Ben held his ground. “Someone in Russia ordered the bombing once the hotel was turned over to the United Nations because they couldn’t take the risk something they had hidden there would be uncovered.”
Arguayo shook his head in mock disbelief. “Someone? Something? You really should listen to yourself, Inspector.”
“Feel free to banish me back to my desk, General.”
“Oh, I’d like nothing better.” Arguayo turned toward Danielle. “But that would leave me with no one to coordinate this investigation, since Inspector Barnea is being recalled.”
Danielle’s eyes bulged. “If I may, General—”
“No, Inspector Barnea, you may not. Instead you will be driven to an Israeli military airfield where you will board a jet that will take you back to London.
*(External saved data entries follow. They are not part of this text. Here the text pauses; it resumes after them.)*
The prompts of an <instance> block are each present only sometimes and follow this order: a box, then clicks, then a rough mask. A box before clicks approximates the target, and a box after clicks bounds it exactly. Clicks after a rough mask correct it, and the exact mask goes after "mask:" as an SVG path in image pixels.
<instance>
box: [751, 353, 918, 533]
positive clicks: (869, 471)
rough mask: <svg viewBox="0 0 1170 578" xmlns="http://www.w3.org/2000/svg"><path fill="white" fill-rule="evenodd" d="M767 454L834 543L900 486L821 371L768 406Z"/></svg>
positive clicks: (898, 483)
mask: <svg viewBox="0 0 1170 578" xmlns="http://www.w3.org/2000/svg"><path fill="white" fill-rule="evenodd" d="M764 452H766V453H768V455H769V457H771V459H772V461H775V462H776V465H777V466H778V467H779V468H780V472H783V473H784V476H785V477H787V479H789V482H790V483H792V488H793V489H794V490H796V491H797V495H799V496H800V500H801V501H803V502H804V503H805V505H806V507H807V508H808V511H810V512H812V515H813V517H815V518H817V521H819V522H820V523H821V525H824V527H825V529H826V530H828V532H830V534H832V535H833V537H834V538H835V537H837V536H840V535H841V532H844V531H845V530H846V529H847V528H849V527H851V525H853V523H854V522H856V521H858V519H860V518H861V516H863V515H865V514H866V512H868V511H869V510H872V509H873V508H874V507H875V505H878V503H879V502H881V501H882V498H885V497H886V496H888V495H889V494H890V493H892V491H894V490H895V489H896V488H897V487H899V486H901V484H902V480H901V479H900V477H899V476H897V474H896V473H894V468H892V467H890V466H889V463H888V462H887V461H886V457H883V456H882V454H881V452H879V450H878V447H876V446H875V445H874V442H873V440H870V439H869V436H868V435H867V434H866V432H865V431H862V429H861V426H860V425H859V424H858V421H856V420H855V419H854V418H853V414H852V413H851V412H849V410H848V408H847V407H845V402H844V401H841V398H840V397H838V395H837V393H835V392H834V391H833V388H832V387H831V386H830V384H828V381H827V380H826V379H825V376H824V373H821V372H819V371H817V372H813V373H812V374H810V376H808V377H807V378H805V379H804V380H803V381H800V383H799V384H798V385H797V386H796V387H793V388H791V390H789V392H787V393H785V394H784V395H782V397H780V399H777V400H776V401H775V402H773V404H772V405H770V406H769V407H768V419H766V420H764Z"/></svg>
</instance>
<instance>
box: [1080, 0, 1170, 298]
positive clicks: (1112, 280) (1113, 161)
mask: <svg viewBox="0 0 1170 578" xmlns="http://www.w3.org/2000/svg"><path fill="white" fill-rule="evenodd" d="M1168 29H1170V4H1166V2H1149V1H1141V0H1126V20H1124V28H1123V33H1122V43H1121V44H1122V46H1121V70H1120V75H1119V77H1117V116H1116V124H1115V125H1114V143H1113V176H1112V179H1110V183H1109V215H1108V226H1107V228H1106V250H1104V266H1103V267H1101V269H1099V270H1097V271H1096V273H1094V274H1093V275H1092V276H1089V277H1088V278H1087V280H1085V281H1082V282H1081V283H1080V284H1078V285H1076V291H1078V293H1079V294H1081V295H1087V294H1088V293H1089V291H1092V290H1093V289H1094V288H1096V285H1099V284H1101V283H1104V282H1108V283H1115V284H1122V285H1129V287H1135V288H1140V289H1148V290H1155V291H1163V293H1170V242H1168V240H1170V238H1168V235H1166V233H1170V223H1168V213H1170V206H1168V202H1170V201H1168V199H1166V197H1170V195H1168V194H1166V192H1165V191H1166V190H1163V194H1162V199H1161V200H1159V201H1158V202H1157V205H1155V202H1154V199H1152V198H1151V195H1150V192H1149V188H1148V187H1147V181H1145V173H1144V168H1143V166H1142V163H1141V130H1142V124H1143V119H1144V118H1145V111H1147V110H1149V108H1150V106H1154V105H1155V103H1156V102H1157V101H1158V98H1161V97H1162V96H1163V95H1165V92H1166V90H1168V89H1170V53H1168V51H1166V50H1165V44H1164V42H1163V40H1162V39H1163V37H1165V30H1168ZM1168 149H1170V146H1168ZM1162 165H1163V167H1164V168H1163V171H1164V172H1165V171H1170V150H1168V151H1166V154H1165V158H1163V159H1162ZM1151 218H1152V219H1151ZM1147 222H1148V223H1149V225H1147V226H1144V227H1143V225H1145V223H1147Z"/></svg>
Consider yourself on leave. You can use some time off. Your plane’s waiting. I want you in the air in thirty minutes.”
Arguayo had his private car, a Mercedes, drive Danielle to the airfield. Ben followed her there in a U.N. vehicle and joined her on the Tarmac near a small jet sitting on the runway, its engines revving.
“Arguayo wants you out of here very badly,” he noted.
“I don’t care. What I’m looking for now isn’t in Israel anyway.”
“He’ll be monitoring calls in and out of my phone,” Ben reminded, “to see if we speak.”
“Then we won’t, at least for a few days.”
“This might all be wrapped up by then.”
“You really believe that, Ben?”
“Not for a second.”
They hugged briefly, then Danielle walked off to the jet alone. Ben watched her climb on board, shielding his eyes from the sun. As soon as the door closed behind her, he drew his phone from his pocket and dialed Colonel Nabril al-Asi.
“So glad to hear you weren’t injured last night,
Inspector,” al-Asi greeted.
“How’d you know it was me, Colonel?”
“I figured I’d be hearing from you as soon as Chief Inspector Barnea exited Israel.”
Ben watched the small jet begin its taxi down the runway. “You never cease to amaze me.”